We now approach a more interesting inquiry. What light do the Roman sepulcral inscriptions throw upon the social relations, the domestic affections, the religious belief of the people from whom they originate? The voice of nature speaks more truly from the tomb than anywhere else; and if monumental phrases at last become formulary and unmeaning, in their origin at least they carry with them a deep significance, and express a genuine sentiment. We feel curious to know how a people so different from ourselves in manners and religion expressed themselves, in reference to the most solemn event of human existence. For what qualities did they praise their departed friends? Whether true or false, in reference to the individual, the monumental panegyric will, at all events, teach us what was the standard of virtue in the conceptions of the times. In what language did they express their affection or regret? With what hopes respecting the future did they bid them farewell?

The Roman lapidary style was well adapted to express feeling or describe character with energetic conciseness, and in this respect stands in striking contrast with the diffuse and overloaded epitaphs in which the moderns delight. A loquacious or boastful epitaph in Latin excites the suspicion of the critic of inscriptions, unless it is evidently of the latest age of heathenism.[75] The use of the Latin language has been of no avail in checking the prolixity of modern composers; the Italians alone have caught the true spirit of classical antiquity, and can compress much meaning into a few words. The language of genuine sorrow is simple and concise. What could convey to the heart the feeling of a mother’s grief and affection more forcibly, than the apostrophe, AVE LUCI, PRÆREPTE MATRI! or FILI BENE QUIESCAS! MATER TUA ROGAT TE UT ME AD TE RECIPIAS. The inscription of the sarcophagus in our Museum, D. M. SIMPLICIÆ FLORENTINÆ, ANIMÆ INNOCENTISSIMÆ, QUÆ VIXIT MENSES X., SIMPLICIUS PATER FECIT, would have gained nothing in pathos by the elaborate description of a father’s sorrow. Neither would the inscription placed by her parents on Cornelia Anniana, who died just when her prattle was beginning to delight their ears. FILIÆ DULCISSIMÆ, JAM GARRULÆ, BIMULÆ NONDUM.[76] The great majority of records of the dead content themselves with the mention of the name, station, and age, or with such a brief and modest encomium as is expressed in the words HOMINI OPTIMO ET SINGULARIS EXEMPLI.

We sometimes, indeed, find in epitaphs a play upon a name, hardly consistent with our notions of the true style of such compositions. Yet a genuine sorrow might be struck with the relation between the name and the character, such as the second of these inscriptions notices, or find relief in the playful allusion in the third.
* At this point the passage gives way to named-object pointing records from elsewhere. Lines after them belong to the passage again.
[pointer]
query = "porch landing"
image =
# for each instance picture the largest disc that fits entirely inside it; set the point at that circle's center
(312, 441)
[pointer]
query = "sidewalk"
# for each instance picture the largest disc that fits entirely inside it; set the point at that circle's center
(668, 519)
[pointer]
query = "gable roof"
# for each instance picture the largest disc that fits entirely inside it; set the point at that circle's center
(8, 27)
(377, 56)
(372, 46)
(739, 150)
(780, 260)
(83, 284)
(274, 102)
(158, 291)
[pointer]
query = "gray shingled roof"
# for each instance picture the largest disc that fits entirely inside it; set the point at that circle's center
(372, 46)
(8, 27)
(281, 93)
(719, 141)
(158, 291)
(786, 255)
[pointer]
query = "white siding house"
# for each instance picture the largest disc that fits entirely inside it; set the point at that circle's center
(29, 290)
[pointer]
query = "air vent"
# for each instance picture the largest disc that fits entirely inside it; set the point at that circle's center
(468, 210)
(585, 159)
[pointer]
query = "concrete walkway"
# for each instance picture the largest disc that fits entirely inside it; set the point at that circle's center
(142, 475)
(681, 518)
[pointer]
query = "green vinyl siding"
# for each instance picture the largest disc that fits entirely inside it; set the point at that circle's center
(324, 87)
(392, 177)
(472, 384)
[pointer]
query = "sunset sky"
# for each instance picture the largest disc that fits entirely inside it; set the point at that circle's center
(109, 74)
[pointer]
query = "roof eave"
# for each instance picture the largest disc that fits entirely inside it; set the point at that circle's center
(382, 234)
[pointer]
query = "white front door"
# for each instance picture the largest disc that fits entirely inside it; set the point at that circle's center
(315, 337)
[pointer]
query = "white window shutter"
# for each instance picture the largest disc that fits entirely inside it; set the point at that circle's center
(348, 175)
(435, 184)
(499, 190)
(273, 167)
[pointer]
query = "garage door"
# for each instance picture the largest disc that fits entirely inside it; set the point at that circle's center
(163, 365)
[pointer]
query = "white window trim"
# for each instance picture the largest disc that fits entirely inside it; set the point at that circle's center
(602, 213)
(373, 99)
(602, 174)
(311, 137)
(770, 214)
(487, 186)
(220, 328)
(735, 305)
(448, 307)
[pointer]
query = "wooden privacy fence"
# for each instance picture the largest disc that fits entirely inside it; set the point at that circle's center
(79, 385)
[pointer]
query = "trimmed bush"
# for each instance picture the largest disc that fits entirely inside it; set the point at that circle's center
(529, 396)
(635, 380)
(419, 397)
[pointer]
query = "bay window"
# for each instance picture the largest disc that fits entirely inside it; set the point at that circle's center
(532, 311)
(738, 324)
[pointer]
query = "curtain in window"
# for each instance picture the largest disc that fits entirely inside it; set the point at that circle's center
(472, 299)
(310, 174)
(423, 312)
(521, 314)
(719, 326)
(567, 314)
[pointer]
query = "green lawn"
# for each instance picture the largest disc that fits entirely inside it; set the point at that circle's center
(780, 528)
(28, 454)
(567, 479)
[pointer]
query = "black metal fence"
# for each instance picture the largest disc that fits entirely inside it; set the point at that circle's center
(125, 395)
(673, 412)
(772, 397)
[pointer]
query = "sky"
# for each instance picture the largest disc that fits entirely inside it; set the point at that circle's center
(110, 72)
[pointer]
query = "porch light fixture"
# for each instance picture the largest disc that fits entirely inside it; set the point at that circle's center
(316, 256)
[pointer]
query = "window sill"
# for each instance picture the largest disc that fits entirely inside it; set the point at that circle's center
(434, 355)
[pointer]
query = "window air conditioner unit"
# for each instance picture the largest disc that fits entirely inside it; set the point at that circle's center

On the tomb of Aper[77] was inscribed this distich:—

Innocuus Aper ecce jaces, non Virginis ira
Nec Meleager atrox perfodit viscera ferro.

And on the tomb of Glyconis,[78]

Hoc jacet in tumulo secura Glyconis honesto.
Dulcis nomine erat, anima quoque dulcior usque.

On that of Floridus, inscribed, it should seem, with a flower,[79]

Quod vixi, flos est. Servat lapis hoc mihi nomen.
Noli Deos Manes; flos satis est titulo.

What our writers on heraldry call canting and the French, armes parlantes, i. e. figures allusive to family names, was not unknown to the Romans; it is found on their coins; as a steer (vitulus) on the denarius of Q. Voconius Vitulus; a murex, on that of Furius Purpureo; a foot, on that of Crassipes, and a flower on that of Aquillius Florus.[80]

In those inscriptions which enter into a fuller enumeration of public services, one difference is striking to a person accustomed to modern ones, namely, the absence in the former of all mention of acts of social benevolence. It is true that the erection of a fountain, the construction of a road, the dedication of a temple, the exhibition of gladiatorial and floral games, the bequest of a legacy for an annual feast, and similar acts of popular munificence, are often commemorated, as titles of honour; but I do not remember to have met with a record, originating in pagan times, of a life devoted to the alleviation of misery, to the relief of indigence, to the removal of ignorance and vice. Such virtues belong especially to the school of Christianity. The following inscription would be proved by its tenor to relate to a Christian woman, even if the date did not fix it to the middle of the fifth century of our æra. DEO FIDELIS, DULCIS MARITO, NUTRIX FAMILLÆ, CUNCTIS HUMILIS, PLACATO PURO CORDE, AMATRIX PAUPERUM.[81]